With shaking hands, I reached out and phoned the authorities to ask for support as to how I could leave my marriage and everything behind.

This wasn’t an out-of-the-blue decision, this was something that had gone on for years, slowly in marriage and motherhood. My exterior life was not matching my interior soul. I was not moving in the direction that was true to myself.

This was like many people who get together young when they don’t fully always know themselves. Some grow another way and it unsettles the relationship. Some grow together.

We grew apart.

We went from young freedom to societal expectations of “keeping up appearances.” This had a profound impact on my mental and physical health. I lost myself. A lesson I’ve learned is that our exterior must match our interior or else we will become imbalanced.

The next few months following the conservatory breakdown were a blur. The transition from the marital home to finding a new home for myself and children took time—my failing health was not making things easy. After a while, my husband seemed to take the news that I was leaving quite well. I quickly learned that it was because as soon as the children and I moved out he then moved his new girlfriend in.

His final sentence before I left the door, a smirk on his face:

“Who is going to want you now?”

I think he thought he had beaten me to some game. With bruised egos we all react differently, and I guess it’s natural to want to stick a knife in. I don’t blame him for that.

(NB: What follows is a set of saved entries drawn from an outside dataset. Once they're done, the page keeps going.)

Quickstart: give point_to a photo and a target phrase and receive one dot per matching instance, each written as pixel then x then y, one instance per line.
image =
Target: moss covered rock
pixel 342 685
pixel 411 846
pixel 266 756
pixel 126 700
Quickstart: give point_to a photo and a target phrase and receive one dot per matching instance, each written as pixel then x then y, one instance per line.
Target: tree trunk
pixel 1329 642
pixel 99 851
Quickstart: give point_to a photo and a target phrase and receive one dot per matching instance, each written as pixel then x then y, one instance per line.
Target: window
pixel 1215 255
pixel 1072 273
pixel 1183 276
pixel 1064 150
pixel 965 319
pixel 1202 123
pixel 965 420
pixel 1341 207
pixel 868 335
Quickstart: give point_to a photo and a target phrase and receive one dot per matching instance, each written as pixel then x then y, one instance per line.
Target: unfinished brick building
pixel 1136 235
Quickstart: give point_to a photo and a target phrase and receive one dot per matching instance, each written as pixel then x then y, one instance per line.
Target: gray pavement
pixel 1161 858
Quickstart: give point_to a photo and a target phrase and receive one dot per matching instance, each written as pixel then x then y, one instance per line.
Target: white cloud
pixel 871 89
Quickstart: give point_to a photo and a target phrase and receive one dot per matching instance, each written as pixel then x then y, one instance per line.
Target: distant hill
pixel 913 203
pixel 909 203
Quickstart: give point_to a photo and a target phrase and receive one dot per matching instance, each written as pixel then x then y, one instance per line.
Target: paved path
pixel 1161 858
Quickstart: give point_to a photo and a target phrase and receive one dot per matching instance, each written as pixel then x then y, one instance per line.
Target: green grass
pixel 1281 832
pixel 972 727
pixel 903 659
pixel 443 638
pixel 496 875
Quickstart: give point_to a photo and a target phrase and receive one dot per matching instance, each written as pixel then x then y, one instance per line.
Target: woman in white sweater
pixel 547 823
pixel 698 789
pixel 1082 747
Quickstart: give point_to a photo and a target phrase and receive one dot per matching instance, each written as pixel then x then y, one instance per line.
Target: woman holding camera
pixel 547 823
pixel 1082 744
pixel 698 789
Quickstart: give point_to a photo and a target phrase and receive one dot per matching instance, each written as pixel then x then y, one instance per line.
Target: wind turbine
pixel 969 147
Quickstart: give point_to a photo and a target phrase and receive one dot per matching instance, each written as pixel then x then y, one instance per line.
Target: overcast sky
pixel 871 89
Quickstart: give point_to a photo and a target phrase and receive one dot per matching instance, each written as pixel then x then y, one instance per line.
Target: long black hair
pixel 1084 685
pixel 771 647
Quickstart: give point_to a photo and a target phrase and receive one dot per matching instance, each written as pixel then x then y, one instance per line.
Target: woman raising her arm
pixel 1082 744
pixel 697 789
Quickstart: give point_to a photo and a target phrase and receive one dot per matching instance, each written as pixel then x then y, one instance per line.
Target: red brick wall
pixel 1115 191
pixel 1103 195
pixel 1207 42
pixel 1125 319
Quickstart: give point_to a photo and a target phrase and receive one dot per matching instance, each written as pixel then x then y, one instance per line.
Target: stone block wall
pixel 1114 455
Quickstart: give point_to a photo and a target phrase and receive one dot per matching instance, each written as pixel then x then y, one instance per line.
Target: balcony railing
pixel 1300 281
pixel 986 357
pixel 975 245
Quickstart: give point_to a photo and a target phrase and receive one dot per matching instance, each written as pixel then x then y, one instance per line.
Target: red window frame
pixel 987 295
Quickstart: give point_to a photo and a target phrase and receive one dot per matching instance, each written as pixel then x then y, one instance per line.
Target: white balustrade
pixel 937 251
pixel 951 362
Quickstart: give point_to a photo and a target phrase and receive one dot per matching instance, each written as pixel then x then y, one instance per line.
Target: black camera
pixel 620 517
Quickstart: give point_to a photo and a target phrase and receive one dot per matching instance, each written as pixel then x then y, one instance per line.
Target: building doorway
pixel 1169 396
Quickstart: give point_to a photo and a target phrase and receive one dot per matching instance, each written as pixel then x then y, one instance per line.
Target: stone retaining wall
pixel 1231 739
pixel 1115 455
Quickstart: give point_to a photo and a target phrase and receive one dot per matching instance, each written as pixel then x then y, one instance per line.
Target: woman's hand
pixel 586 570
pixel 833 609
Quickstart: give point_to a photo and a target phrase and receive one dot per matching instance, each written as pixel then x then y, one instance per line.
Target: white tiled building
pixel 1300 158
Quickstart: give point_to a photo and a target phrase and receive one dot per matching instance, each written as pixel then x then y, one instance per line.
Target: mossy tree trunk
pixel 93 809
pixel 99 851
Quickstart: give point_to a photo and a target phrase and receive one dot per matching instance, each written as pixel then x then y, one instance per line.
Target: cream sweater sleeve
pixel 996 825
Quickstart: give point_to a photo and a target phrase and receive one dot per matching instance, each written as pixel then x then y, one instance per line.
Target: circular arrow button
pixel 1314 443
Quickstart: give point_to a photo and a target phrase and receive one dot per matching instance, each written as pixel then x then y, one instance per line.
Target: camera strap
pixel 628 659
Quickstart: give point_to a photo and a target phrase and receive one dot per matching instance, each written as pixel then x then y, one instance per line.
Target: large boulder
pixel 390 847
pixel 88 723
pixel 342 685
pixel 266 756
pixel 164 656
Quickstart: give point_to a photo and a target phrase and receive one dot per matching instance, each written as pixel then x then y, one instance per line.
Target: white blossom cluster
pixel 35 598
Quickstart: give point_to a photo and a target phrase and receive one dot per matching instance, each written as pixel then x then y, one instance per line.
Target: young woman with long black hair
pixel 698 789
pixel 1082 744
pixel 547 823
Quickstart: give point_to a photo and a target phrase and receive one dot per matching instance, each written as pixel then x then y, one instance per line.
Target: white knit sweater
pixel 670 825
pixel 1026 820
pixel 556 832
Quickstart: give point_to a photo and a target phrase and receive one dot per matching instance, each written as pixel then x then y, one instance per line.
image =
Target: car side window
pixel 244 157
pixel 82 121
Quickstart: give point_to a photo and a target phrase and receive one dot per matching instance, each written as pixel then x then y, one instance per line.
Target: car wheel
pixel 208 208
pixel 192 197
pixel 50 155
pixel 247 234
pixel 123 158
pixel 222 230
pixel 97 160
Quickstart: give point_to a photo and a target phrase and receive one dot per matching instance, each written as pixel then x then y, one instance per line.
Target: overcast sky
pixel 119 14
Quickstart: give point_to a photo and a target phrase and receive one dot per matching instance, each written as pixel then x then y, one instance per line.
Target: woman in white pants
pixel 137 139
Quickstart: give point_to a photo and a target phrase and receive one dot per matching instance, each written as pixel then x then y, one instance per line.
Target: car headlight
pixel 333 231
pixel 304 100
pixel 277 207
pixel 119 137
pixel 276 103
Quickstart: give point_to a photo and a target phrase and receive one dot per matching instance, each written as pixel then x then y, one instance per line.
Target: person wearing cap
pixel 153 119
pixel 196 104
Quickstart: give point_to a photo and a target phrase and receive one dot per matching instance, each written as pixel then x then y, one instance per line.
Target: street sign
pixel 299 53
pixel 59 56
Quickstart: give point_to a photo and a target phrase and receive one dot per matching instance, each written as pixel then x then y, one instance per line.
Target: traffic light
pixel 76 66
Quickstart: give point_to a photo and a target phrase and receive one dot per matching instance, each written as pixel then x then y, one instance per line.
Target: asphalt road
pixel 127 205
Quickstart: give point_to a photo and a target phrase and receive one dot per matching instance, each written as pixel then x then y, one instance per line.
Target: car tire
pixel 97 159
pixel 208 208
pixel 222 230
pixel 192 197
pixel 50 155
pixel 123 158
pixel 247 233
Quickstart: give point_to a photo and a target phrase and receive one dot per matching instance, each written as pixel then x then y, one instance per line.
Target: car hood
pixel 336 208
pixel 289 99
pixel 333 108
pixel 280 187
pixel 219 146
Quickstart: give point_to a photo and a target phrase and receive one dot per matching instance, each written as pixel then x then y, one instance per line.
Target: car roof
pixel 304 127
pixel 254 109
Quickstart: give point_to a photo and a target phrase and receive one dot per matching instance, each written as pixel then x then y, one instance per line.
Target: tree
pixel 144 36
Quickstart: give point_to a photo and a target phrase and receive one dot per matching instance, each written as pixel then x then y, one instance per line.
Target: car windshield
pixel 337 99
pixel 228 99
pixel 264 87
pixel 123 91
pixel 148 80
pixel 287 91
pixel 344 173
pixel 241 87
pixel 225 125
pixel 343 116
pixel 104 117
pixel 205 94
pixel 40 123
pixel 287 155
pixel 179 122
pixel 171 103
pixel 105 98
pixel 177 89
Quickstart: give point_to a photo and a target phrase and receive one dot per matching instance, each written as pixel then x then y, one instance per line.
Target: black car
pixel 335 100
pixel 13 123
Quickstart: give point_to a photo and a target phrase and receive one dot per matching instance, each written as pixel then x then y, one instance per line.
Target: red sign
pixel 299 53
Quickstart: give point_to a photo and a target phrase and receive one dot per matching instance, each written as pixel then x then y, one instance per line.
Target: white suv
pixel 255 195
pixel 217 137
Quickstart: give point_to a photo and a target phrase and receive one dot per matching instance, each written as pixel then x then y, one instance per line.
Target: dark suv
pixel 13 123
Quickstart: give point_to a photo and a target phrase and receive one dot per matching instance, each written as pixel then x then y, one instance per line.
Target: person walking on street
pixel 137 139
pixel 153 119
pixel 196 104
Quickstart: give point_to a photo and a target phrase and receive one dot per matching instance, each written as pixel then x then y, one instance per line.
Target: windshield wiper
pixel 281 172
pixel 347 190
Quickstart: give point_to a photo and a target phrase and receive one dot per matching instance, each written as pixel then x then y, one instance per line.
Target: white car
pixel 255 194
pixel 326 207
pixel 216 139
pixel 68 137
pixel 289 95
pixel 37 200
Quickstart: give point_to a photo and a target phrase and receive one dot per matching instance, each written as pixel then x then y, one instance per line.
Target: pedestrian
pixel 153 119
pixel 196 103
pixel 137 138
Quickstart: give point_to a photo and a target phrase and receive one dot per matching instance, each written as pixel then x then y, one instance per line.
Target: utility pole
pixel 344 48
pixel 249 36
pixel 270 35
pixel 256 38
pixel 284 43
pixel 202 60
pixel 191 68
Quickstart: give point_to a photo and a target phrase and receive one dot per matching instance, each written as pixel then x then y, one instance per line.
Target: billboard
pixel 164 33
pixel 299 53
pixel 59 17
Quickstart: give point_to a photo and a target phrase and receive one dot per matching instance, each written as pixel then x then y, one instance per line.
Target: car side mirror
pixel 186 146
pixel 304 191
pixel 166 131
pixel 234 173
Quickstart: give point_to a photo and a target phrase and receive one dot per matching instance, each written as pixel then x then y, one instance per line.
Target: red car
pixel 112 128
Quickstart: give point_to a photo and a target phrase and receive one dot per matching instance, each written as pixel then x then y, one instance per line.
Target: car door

“Who is going to want you now?”

Those words didn’t hurt as I’d already convinced myself of it, and to be honest, somebody else wasn’t what I wanted then. A part-time one maybe…one who I didn’t need to cook for, clean for, wash his socks—I had children to do all of that for. A part-time one would be fine, possibly perfect.

I was off to build a future with my children, find out where my lost soul was, and grow without the shackles of marriage that I’d felt for many years.

Ten years on and as I sit on my purple armchair overlooking my lush green garden and admiring the lavender heads swaying slowly in a gentle breeze, I think back to that pirate boat trying to survive the storm. I guess it did survive that long, hard, cold, bitter storm that shook all its sails off. It did eventually land on the shore, battered around the edges, and it now lives in a different environment, a much smaller environment, open more to natural elements including sunshine, joy, and the scent of flowers, the heady, sweet, calming effects of lavender.

It has taken a while as there have been little storms in between. Yet gradually, the ship has recovered, even becoming a little varnished these days. Sat firmly anchored and hoping it doesn’t have to set to stormy seas again but in life, nothing is certain.

Seven years together, and though we got together in imperfect circumstances, we’ve managed to create something quite perfect for us. Probably much to the surprise of many around me. You see, it wasn’t just my husband who uttered the words—there were others.

“Who is going to want you now?”

“What is going to become of you?”

Are any of us better off staying just in case nobody else is going to want us? Worrying what is going to become of us?

I guess there was something a little higher up, perhaps sat steering that boat who told herself, “It won’t happen to me. It doesn’t matter. I’ll survive this and eventually find happy days no matter what.”

And she did. And in the process learned a lot about resilience, hanging on, and that stormy seas don’t have to last forever.

Shipwrecked boats can get together and fix each other’s sails and when it happens, it’s quite a beautiful thing.